De acordo com uma investigação do Expresso, da SIC e do Setenta e Quatro, Negrão é referido dez vezes na agenda de Salgado, entre 1 de março de 2013 e 4 de abril de 2014. Seis meses depois dessa última menção, o deputado seria eleito presidente da Comissão Parlamentar de Inquérito à gestão do BES e do Grupo Espírito Santo, que escrutinou durante mais de meio ano os bastidores da queda do banqueiro e do seu império.

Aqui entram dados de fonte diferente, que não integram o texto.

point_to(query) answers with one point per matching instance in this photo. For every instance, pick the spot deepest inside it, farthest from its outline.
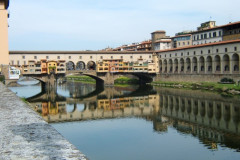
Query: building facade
(4, 32)
(74, 59)
(215, 58)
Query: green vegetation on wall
(126, 80)
(2, 78)
(81, 79)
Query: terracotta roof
(159, 31)
(183, 35)
(198, 46)
(217, 27)
(78, 52)
(163, 41)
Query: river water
(141, 122)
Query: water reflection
(212, 119)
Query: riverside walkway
(25, 135)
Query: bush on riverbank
(2, 78)
(126, 80)
(231, 89)
(81, 79)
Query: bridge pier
(109, 79)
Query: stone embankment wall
(196, 78)
(25, 135)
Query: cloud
(106, 22)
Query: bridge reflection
(212, 119)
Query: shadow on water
(209, 117)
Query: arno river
(141, 123)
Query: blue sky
(97, 24)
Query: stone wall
(25, 135)
(195, 78)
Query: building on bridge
(121, 66)
(76, 60)
(43, 67)
(206, 62)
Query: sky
(75, 25)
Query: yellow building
(44, 66)
(52, 67)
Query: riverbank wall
(196, 77)
(25, 135)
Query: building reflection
(214, 120)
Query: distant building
(4, 53)
(207, 33)
(160, 41)
(182, 39)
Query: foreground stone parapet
(25, 135)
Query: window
(220, 33)
(214, 34)
(205, 36)
(225, 49)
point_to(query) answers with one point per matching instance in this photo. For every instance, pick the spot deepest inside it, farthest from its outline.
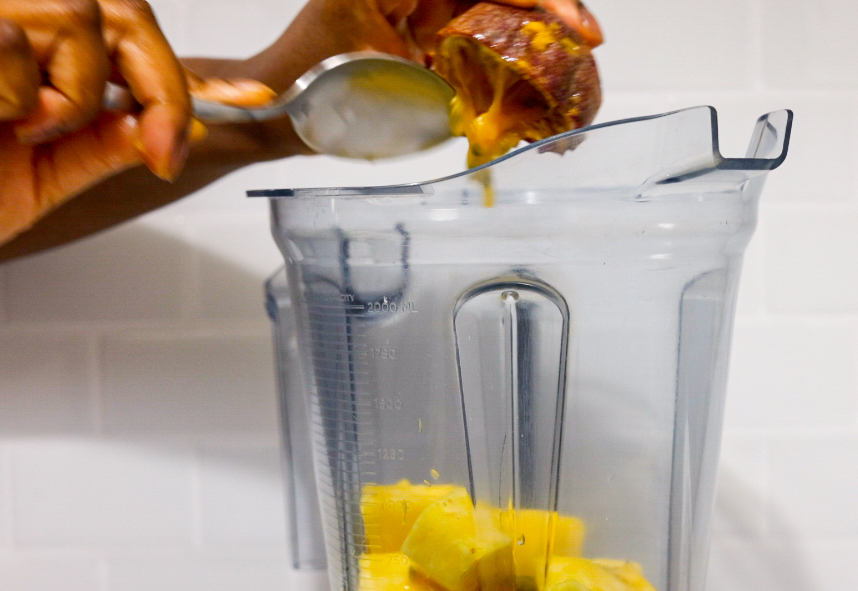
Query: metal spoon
(365, 105)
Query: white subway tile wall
(138, 419)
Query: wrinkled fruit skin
(564, 72)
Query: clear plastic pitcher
(527, 395)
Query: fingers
(144, 59)
(19, 76)
(67, 41)
(239, 92)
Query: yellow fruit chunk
(389, 511)
(446, 547)
(537, 535)
(581, 574)
(629, 572)
(390, 572)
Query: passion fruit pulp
(518, 74)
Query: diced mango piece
(389, 511)
(581, 574)
(390, 572)
(629, 572)
(445, 546)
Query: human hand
(55, 140)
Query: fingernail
(197, 131)
(32, 137)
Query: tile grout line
(7, 509)
(95, 373)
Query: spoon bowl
(365, 105)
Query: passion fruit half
(519, 74)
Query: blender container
(302, 500)
(526, 395)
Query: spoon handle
(117, 98)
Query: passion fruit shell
(532, 46)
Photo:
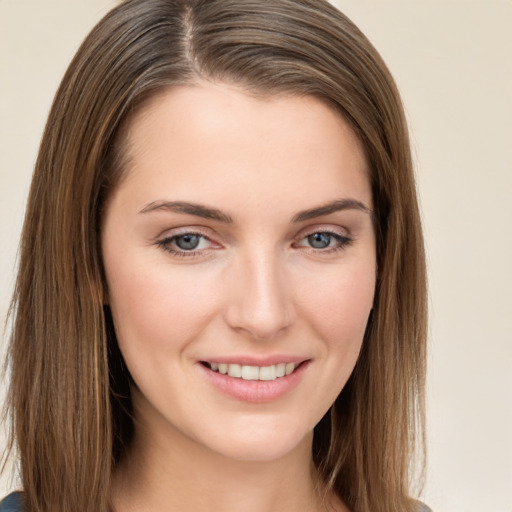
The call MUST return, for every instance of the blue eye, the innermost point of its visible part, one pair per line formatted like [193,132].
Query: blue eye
[187,242]
[319,240]
[185,245]
[324,242]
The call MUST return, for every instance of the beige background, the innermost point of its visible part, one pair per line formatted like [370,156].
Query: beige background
[453,63]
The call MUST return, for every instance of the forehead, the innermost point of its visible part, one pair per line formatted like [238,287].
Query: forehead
[215,140]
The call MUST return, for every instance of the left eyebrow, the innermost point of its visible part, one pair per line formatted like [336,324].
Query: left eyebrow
[332,207]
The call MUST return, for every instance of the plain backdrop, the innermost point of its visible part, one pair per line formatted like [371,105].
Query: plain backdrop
[453,64]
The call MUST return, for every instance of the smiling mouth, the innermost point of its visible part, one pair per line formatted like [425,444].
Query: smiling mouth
[247,372]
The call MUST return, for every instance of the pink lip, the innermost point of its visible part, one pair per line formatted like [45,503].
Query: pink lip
[257,361]
[255,391]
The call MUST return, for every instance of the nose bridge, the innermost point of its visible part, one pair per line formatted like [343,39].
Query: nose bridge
[261,304]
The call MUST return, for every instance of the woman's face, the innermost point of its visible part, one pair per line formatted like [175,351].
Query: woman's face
[240,241]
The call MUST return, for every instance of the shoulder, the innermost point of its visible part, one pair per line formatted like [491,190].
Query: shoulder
[12,503]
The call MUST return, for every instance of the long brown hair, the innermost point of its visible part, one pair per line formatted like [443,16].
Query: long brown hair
[69,394]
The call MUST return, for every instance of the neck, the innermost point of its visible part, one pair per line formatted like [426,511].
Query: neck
[163,473]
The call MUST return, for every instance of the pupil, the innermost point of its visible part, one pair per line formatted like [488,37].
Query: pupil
[187,242]
[319,240]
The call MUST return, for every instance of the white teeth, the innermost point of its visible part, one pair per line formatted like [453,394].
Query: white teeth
[234,370]
[289,368]
[268,372]
[248,372]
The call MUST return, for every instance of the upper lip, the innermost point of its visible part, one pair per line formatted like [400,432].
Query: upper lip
[256,361]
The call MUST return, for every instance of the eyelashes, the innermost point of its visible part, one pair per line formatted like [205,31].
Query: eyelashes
[191,244]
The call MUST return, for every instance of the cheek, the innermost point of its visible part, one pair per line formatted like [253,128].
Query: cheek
[157,305]
[339,304]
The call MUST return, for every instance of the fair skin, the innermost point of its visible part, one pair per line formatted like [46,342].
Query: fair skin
[220,257]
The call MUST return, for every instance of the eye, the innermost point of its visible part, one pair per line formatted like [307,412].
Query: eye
[185,244]
[324,241]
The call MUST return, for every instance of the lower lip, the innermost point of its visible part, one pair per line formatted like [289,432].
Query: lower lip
[255,391]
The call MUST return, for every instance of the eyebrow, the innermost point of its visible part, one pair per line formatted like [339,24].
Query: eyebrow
[206,212]
[332,207]
[189,209]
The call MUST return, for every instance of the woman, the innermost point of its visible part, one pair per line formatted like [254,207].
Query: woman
[221,294]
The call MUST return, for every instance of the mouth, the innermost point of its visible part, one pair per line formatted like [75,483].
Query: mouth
[250,372]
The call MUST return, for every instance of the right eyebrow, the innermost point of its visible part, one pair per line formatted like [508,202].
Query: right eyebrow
[187,208]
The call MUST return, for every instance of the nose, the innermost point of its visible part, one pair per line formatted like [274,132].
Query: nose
[260,300]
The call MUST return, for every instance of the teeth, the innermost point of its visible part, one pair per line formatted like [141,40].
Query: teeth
[289,368]
[247,372]
[250,372]
[234,370]
[268,373]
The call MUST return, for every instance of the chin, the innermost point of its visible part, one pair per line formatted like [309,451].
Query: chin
[260,443]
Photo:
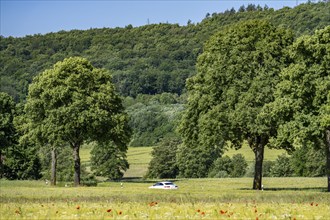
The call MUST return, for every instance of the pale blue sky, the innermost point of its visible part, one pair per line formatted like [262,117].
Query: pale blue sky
[26,17]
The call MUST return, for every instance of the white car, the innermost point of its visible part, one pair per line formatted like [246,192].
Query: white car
[164,185]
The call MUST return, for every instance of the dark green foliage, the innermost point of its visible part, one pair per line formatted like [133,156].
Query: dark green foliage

Ao todo, Fernando Negrão admite ter-se encontrado quatro vezes com Salgado. No segundo desses encontros, o presidente do BES quis saber a opinião do antigo magistrado sobre os 14 milhões de euros que recebeu do construtor civil José Guilherme, não incluídos na sua declaração anual de rendimentos e que ele próprio classificou como sendo uma “liberalidade” — isto é, uma oferta. Em janeiro de 2013, o jornal “i” noticiou que Salgado retificara três vezes a sua declaração de IRS de 2011, pagando um extra de 4,3 milhões de euros em impostos. “Foi a única pergunta que me fez”, recorda Negrão, que respondeu que não, não era a seu ver uma liberalidade. Salgado terá então comentado que “no Direito as coisas nunca são nem pretas nem brancas”.

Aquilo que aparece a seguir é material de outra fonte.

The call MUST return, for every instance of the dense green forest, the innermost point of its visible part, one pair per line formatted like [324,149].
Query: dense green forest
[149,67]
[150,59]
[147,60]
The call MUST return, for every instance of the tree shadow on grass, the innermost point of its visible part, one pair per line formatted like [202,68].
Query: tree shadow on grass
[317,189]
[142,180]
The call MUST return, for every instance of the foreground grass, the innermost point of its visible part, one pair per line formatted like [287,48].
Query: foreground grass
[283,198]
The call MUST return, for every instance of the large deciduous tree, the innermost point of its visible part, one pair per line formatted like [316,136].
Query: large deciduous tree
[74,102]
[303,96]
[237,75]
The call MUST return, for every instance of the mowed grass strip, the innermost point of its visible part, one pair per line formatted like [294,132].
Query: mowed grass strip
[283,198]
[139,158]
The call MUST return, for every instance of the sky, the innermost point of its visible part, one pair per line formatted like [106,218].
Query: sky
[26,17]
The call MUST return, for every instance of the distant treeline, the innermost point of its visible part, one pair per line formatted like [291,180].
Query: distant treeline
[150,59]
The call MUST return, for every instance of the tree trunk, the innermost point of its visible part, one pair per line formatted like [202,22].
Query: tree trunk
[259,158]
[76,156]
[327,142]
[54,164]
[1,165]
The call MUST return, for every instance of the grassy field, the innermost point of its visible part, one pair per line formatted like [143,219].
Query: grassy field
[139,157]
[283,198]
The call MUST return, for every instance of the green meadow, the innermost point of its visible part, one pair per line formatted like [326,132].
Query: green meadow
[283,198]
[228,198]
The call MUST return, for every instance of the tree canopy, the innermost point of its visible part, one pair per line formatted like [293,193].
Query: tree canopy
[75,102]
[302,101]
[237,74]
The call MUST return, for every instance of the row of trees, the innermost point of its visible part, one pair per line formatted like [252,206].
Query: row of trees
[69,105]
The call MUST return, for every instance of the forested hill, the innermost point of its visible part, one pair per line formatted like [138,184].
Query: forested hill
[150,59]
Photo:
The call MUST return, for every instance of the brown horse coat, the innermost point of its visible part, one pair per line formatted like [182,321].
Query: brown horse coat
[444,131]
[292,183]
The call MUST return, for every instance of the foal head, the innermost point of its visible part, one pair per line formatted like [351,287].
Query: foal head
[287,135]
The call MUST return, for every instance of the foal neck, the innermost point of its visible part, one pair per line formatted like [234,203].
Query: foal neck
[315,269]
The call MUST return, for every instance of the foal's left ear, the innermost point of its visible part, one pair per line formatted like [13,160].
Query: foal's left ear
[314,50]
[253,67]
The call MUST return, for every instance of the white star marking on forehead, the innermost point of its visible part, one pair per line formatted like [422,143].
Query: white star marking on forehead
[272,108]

Segundo o deputado, todas as visitas ao então homem-forte da família Espírito Santo foram feitas na qualidade de advogado. Negrão, que trabalhava na altura como consultor para Albuquerque & Associados, um escritório que tinha o BES como cliente, admite ter chegado a pensar que o banqueiro estivesse tentado a usá-lo para influenciar outros. “Senti que isso podia acontecer depois de ele me ter feito a pergunta sobre a liberalidade.” Podia acontecer, mas, assegura Negrão, não aconteceu.